In Australia, for example, investment programs may support the males’ health in relation to prostate cancer that is responsible for males’ health issues (Smith & Robertson, 2008, p. 284-285). Health promotions focussed on addressing this problem show significant differences to those directed at women: they aim to ally health concerns with traditional conceptions of masculinity, perhaps to break down the associations traditionally made (Smith, 2007, p.21). Australia Movember Foundation (2014) draws attention to men’s health issues throughout the country. The concern with the gendering of health and disease can be seen as reflected in the need for a men’s mode of health practice (Smith, 2007, p.21). Pioneered in Victoria, an initiative was developed to engage men from rural communities in health issues (Hall, 2003, p. 406-407, Smith, 2007, p. 22). To an extent, it is problematic to associate behaviour with attitudes towards health (Smith et al., 2006, p.81). An important feature of these approaches is the implicit acknowledgement that health issues are not just presented in how they are associated by men within society (Saunders & Peerson, 2009, p.93-94, Smith et al., 2006, p.81; Smith, 2007, p.21). The focus on “male-specific health promotions” also indicates an acknowledgement of the impact of gendering within the medical and healthcare professions (Smith, 2007, p.22-23). Nevertheless, aspects such as different health promotions for men do not essentially challenge the social construction of masculinity but attempt to work within these understandings of health and illness (Smith, 2007, p.23). This might suggest that breaking down the boundaries between masculine and feminine perceptions of health are still a long way off (Smith, 2007).

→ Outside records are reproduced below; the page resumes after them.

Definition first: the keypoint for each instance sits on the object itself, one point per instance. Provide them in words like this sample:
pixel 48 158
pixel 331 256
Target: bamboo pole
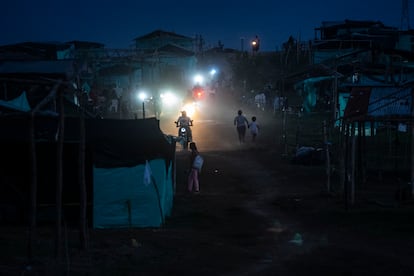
pixel 82 180
pixel 328 159
pixel 33 171
pixel 59 178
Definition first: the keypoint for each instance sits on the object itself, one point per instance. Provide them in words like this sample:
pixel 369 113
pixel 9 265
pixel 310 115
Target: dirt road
pixel 257 214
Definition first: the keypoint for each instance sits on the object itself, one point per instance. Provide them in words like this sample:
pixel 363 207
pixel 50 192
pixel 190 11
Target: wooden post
pixel 33 188
pixel 82 181
pixel 353 165
pixel 59 178
pixel 346 166
pixel 33 167
pixel 285 154
pixel 328 159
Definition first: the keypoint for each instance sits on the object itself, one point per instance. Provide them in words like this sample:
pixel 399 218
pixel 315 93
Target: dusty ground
pixel 257 214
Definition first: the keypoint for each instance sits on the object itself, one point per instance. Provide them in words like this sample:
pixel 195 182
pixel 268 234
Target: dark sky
pixel 117 23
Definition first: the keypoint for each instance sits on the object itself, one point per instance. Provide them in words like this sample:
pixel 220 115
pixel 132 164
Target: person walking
pixel 254 128
pixel 241 123
pixel 193 182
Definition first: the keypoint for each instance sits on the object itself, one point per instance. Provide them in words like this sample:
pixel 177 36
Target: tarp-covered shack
pixel 129 170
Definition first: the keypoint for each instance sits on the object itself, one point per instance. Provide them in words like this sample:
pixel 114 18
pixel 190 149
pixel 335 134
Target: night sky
pixel 117 23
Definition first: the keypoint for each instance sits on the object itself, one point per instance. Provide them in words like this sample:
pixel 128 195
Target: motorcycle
pixel 184 134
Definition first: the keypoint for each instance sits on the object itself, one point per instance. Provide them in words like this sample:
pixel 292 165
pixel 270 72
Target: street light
pixel 142 96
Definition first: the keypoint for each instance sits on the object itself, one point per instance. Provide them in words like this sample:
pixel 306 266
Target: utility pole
pixel 405 18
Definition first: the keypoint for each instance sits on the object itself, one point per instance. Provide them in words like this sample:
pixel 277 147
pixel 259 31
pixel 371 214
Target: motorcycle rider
pixel 185 121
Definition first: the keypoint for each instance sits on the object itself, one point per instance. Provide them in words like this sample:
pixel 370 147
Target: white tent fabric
pixel 20 103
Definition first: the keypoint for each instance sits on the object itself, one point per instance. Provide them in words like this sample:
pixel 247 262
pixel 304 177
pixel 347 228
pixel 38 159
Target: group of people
pixel 242 124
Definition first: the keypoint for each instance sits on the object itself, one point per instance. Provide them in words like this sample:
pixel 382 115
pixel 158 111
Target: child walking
pixel 193 183
pixel 254 128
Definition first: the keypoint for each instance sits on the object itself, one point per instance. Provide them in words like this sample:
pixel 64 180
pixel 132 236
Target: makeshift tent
pixel 133 167
pixel 119 152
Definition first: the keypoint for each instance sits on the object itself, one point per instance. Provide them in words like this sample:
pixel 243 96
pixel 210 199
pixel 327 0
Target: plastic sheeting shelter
pixel 133 174
pixel 132 196
pixel 122 190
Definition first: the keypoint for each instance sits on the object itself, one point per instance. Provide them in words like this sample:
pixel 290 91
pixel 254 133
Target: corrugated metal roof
pixel 367 103
pixel 64 67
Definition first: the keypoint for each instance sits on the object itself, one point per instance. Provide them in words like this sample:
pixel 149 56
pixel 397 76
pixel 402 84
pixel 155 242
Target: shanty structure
pixel 377 145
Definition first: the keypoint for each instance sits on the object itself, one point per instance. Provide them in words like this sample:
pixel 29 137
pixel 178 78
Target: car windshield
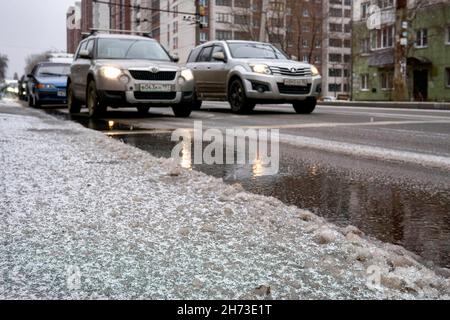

In conclusion, deconstructing the relationship between gender and health status has proved intractable. In the first place, gender can be seen as promoting significant approaches to health and different lifestyle choices. These can impact on other lifestyle choices, such as combatting depression with alcohol rather than seeking medical assistance. However, the gendering of health issues also pervades the health professions. It is also potentially not as acute as other factors, such as socio-economic circumstances. Nevertheless, there are significant differences in approaches to health that have been tackled using a “gender-specific approach” and “gender-specific health promotion” (Smith, 2007, p.23; Saunders & Peerson, 2009, p.93). This reflects the attention that the relationship between health promotion and masculinity has engendered in recent decades. However, these approaches frequently seek to work within existing cultural stereotypes rather than challenging them. This means that the influence of associated gender behaviour and health may continue to affect health status in Australia for the foreseeable future.